Conan comprendió al fin, entendió el significado de los huesos destrozados de la mazmorra y reconoció al cazador de los fosos. Era un simio gris, uno de los atroces devoradores de hombres que moraban en las junglas de la montañosa ribera oriental del mar de Vilayet. Criaturas que para muchos sólo moraban en las leyendas, pero espantosamente reales, estos simios eran los trasgos de la mitología hiboria y los ogros del mundo natural, asesinos caníbales de las sombrías junglas.

El cimmerio comprendió que la bestia había captado su olor, porque ahora se aproximaba rápidamente, desplazando a gran velocidad su monstruoso cuerpo sobre las poderosas y dobladas piernas. Se volvió fugazmente hacia la escalera, y supo que la criatura se le echaría encima antes de que pudiera alcanzarla. Decidió enfrentarse a ella cara a cara.

Se aproximó todo lo que pudo a la luz, para al menos contar con la ventaja de la iluminación. Sabía perfectamente que la bestia veía mejor que él en la oscuridad. El monstruo lo vio al instante. Sus grandes y amarillentos colmillos centellearon en la oscuridad, pero no hizo el menor ruido. Criaturas de la noche y la oscuridad, los simios grises de Vilayet eran mudos. Pero en sus espantosas facciones, burda caricatura de un rostro humano, se manifestó una espantosa exultación.

Conan permaneció inmóvil, observando cómo se le echaba encima sin permitirse siquiera un escalofrío. Sabía que se jugaba la vida al primer golpe. No tendría oportunidad de asestar un segundo, ni tiempo de apartarse después de haber golpeado. El primer golpe debía matar, y hacerlo al instante, si quería tener alguna oportunidad de sobrevivir al espantoso abrazo de la bestia. Recorrió con la mirada la garganta corta y ancha, el velludo vientre y el poderoso pecho, que se hinchaba formando dos arcos gigantescos como sendos escudos. Debía apuntar al corazón. Más valía arriesgarse a que las gruesas costillas desviaran la estocada que atacar en un punto que no causara una muerte instantánea. Plenamente consciente de sus posibilidades, Conan decidió fiar su suerte a su rapidez de reflejos y su potencia muscular, frente a la fuerza bruta y la ferocidad del devorador de hombres. Tenía que salirle al encuentro directamente, asestar un golpe letal y confiar en que la reciedumbre de su poderoso físico bastara para soportar la embestida brutal que sin duda sobrevendría.

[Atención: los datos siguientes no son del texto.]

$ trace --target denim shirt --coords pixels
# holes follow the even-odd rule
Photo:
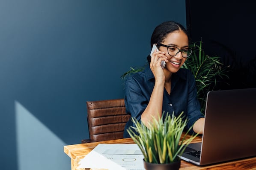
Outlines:
[[[154,75],[148,65],[142,72],[128,77],[125,86],[126,111],[140,122],[141,114],[147,107],[155,85]],[[200,111],[194,76],[189,70],[181,68],[172,75],[171,93],[164,88],[163,97],[163,118],[168,112],[178,116],[183,111],[184,119],[188,118],[185,129],[188,130],[199,118],[204,117]],[[124,138],[129,138],[127,129],[135,126],[130,119],[125,128]],[[193,132],[191,130],[191,133]]]

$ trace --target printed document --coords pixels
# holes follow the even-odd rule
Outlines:
[[[78,168],[145,170],[137,144],[99,144],[79,162]]]

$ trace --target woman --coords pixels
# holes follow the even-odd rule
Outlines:
[[[156,44],[149,64],[145,70],[128,77],[125,83],[125,101],[126,112],[148,126],[156,118],[167,112],[178,116],[182,111],[188,119],[187,129],[202,134],[203,115],[196,97],[194,76],[185,69],[180,69],[192,53],[185,28],[174,21],[157,26],[151,37],[151,47]],[[164,69],[161,62],[166,65]],[[130,119],[126,123],[124,138],[129,138],[126,129],[134,126]]]

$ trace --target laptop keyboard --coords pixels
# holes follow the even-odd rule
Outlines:
[[[195,156],[197,158],[200,158],[200,155],[201,154],[201,151],[200,150],[197,150],[196,151],[191,151],[191,152],[186,152],[188,154],[189,154],[191,155]]]

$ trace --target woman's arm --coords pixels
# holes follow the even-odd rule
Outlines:
[[[152,122],[153,117],[158,119],[162,116],[163,97],[165,76],[161,66],[162,59],[166,59],[164,52],[159,51],[152,55],[150,69],[155,78],[155,83],[149,104],[141,115],[141,121],[147,126]],[[159,59],[161,58],[161,59]],[[168,62],[167,60],[166,62]]]

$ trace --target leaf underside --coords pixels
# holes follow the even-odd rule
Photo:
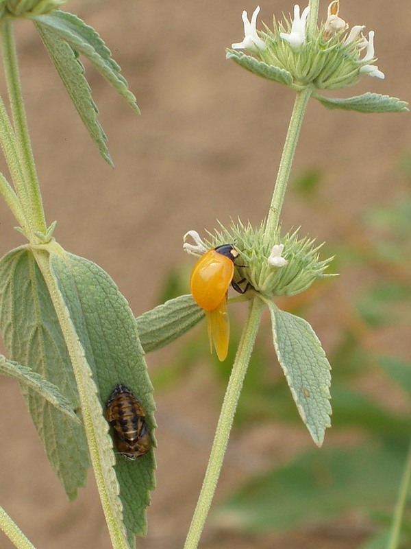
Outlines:
[[[290,86],[292,84],[292,76],[288,71],[274,65],[267,65],[263,61],[258,61],[257,59],[247,56],[242,51],[228,49],[226,57],[258,76],[273,80],[279,84],[284,84],[286,86]]]
[[[274,346],[298,411],[321,446],[331,425],[331,366],[306,320],[270,304]]]
[[[22,247],[0,260],[0,329],[12,360],[28,364],[79,409],[74,375],[47,288],[32,253]],[[22,386],[53,469],[71,499],[84,486],[89,457],[82,425]]]
[[[191,295],[179,296],[136,319],[142,348],[150,353],[169,344],[204,318]]]
[[[64,258],[53,256],[51,264],[93,371],[103,410],[113,388],[126,385],[146,412],[155,444],[153,387],[128,303],[108,274],[92,261],[67,253]],[[134,534],[147,533],[149,491],[155,486],[153,449],[134,461],[117,454],[116,462],[124,522],[134,546]]]
[[[96,31],[73,14],[56,10],[32,18],[83,124],[103,158],[112,165],[107,139],[79,55],[88,59],[134,110],[140,113],[120,67]]]
[[[327,108],[340,108],[356,110],[358,113],[406,113],[408,104],[397,97],[367,92],[347,99],[325,97],[314,94],[313,96]]]
[[[61,394],[58,387],[45,379],[31,368],[12,360],[8,360],[5,357],[0,355],[0,374],[13,377],[23,386],[32,389],[60,412],[66,414],[72,421],[79,425],[82,424],[73,411],[73,404]]]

Al mismo tiempo que el simio se le echaba encima, balanceando sus poderosos brazos, Conan pasó de un salto entre ellos y golpeó con toda la fuerza que le prestaba su desesperación. Sintió que la hoja se hundía hasta la empuñadura en el hirsuto pecho y, soltándola al instante, agachó la cabeza y flexionó el cuerpo entero, convirtiéndolo en una masa compacta de músculos agarrotados, al mismo tiempo que se aferraba los brazos y clavaba furiosamente la rodilla en el vientre del monstruo, preparándose para recibir su aplastante abrazo.

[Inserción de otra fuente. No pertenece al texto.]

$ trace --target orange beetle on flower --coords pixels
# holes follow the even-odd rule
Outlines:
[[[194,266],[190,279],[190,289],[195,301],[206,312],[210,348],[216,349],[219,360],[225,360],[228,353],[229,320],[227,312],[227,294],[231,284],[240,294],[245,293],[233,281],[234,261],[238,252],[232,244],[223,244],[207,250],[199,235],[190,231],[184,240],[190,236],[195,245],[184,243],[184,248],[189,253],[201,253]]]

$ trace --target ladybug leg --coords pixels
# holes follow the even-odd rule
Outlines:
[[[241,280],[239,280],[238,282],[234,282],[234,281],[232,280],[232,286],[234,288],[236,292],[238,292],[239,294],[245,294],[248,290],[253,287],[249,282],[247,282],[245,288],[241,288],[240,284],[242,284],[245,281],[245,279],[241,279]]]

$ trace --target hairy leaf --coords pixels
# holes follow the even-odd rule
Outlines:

Durante un segundo vertiginoso se sintió como si estuviera a punto de ser desmembrado por un terremoto devastador. Entonces, de repente, se vio libre, tendido sobre el suelo, mientras el monstruo, caído a su lado, con los rojos ojos abiertos mirando al techo y la empuñadura del cuchillo asomando entre los pectorales, exhalaba entre jadeos. La desesperada estocada había dado en el blanco.

Conan respiraba entrecortadamente, como si acabara de librar una larga batalla, y le temblaban todos los músculos. Tenía la impresión de que se había dislocado varias articulaciones, y le sangraban los arañazos que le habían hecho las garras de la bestia; sus músculos y sus tendones habían sido sometidos a una tensión tremenda. Si la bestia hubiese vivido un segundo más, seguramente lo habría desmembrado. Pero la poderosa fortaleza del cimmerio le había permitido sobrevivir durante el instante crucial de la agonía del simio, que habría hecho pedazos a un hombre menos robusto.